The widespread expression of hopes, fears and predictions about the forthcoming votes and opinions of Justice Amy Coney Barrett reflect a practice as old as the republic itself. Since the beginning, mere mention of a prospective nominee to the High Court has inspired advice, counsel and warnings from the four corners of the nation.
In 1812, Thomas Jefferson issued a stark warning to his friend, President James Madison, who contemplated the nomination to the Court of Joseph Story, a Harvard Law School professor and eminent scholar. “He will out-Marshall, John Marshall,” Jefferson wrote, hoping that the prospect of yet another justice with strong nationalist views would save Madison from making a grievous error.
Madison was convinced that Jefferson was wrong. Justice Story, acclaimed by scholars as one of the nation’s greatest jurists, formed a close partnership with Chief Justice Marshall, provoking laments and regrets from Madison.
President Harry Truman, not one to mince words, expressed deep disappointment of his appointment of Tom Clark to the Supreme Court. He described Justice Clark as that “damn fool from Texas,” and the “biggest mistake” of his presidency.
History teaches us that the expectations of Justice Barrett on matters of constitutional interpretation, interaction with other members of the Court, and how she values the independence of the judiciary in a polarized era, may be more complex than we think. In fact, history tells us that presidents frequently are disappointed with the decisions and opinions of their nominees, thus foiling the goal of shaping and influencing the Court.
President Theodore Roosevelt was beside himself when his nominee, Justice Oliver Wendell Holmes, two years after joining the Court, voted against the administration’s anti-trust policies. Roosevelt told a press conference that he “could carve out of a banana a Judge with more backbone than that.” President Franklin D. Roosevelt expected that Justice Felix Frankfurter would be a “flaming liberal, but turned out in many areas to be a rank conservative.”
President Dwight D. Eisenhower could relate to Truman’s disappointment in the performance of Justice Clark.
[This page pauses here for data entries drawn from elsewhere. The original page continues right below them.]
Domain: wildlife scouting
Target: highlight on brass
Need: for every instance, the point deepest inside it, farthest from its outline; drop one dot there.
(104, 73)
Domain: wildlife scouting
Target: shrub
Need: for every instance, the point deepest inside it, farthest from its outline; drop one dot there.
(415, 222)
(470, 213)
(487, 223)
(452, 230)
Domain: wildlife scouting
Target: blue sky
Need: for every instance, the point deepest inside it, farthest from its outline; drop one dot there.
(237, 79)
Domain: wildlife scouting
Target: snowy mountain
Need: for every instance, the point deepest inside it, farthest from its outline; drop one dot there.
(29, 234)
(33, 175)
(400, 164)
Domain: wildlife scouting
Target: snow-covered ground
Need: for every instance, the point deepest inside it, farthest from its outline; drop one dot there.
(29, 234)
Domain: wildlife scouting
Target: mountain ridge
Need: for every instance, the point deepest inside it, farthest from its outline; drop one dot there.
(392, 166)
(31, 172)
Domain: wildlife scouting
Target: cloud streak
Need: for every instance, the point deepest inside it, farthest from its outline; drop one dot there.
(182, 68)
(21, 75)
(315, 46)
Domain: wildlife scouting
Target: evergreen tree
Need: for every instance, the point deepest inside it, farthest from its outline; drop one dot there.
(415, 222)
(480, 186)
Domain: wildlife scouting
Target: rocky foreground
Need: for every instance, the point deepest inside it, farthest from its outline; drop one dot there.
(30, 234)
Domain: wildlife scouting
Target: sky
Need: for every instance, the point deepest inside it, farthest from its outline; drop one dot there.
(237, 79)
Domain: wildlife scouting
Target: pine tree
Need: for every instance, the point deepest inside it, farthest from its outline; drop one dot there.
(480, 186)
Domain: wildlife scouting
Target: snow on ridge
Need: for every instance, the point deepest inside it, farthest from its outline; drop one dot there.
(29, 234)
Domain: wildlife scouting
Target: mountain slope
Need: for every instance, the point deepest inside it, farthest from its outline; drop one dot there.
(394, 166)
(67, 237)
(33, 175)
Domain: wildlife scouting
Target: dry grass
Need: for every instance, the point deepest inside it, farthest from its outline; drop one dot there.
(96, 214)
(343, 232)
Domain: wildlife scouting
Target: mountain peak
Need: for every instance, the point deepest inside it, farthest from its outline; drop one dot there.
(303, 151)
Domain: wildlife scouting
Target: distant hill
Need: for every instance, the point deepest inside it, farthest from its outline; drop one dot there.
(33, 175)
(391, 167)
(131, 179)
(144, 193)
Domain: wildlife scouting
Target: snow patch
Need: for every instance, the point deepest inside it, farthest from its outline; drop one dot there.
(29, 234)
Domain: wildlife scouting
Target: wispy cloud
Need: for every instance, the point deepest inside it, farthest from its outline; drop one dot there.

Ike believed that his nomination of California Gov. Earl Warren would bring to the Court a reliable conservative. However, Chief Justice Warren proceeded to lead what scholars have described as the “Warren Court Revolution,” a roughly 15- year period in which the Court overturned numerous precedents, including landmark rulings involving civil rights and liberties. Eisenhower characterized the nomination of Warren to the bench, as “the biggest damn mistake” of his presidency. He harbored similar regrets about his appointment of Justice William Brennan, whom many regard as the intellectual leader of the Warren Court.
The list of presidential disappointments in the behavior of their judicial nominees is long, certainly long enough to cast a shadow of doubt over the expectations surrounding any newly minted member of the Court, including Justice Barrett. Richard Nixon felt betrayed by Justice Harry Blackmun, whom Nixon believed would be a consistent conservative, but over the course of his career, Blackmun seemed to move to the “left” and became a leader of the progressive wing of the Court. Blackmun disagreed with that assessment of his career, insisting in an interview that he “hadn’t moved to the left; the rest of the Court, rather, had moved to the right.”
Ronald Reagan hoped that his nomination of the conservative Arizona Republican, Justice Sandra Day O’Connor, would guarantee the fifth, and decisive, vote to overturn Roe v. Wade. Justice O’Connor never met that expectation, which led a frustrated Justice Antonin Scalia, to dismiss her as “irrational.” Reagan was likewise disappointed in Justice Anthony Kennedy, who voted to uphold Roe. Kennedy, of course, disappointed many conservatives for voting for same-sex-marriage and, more generally, for upholding equal protection of the law for the LGBT community. George H. W. Bush expressed disappointment in Justice David Souter for upholding Roe.
Presidential efforts to shape the Court’s jurisprudence, history reveals, often have been unavailing. As Chief Justice Rehnquist explained, “Neither the President nor the appointee can foresee what issues will come before the Court during the tenure of the appointees.” Rehnquist added that even if the nominee “agrees” with previous decisions that she “may well disagree as to future cases involving other questions when, as judges, they study briefs and hear arguments.”
America will learn, soon enough, whether expressions of hope or protests of fear surrounding Justice Barrett’s prospective opinions and decisions prevail. But let us watch closely and determine if, over time, she produces a record that pleases or disappoints her benefactor.
David Adler is president of The Alturas Institute, created to advance American Democracy through promotion of the Constitution, civic education, equal protection and gender equality. He has lectured nationally and internationally on the Constitution and the Bill of Rights. His scholarly writings have been quoted by the US Supreme Court, lower federal courts and by both Republicans and Democrats in Congress.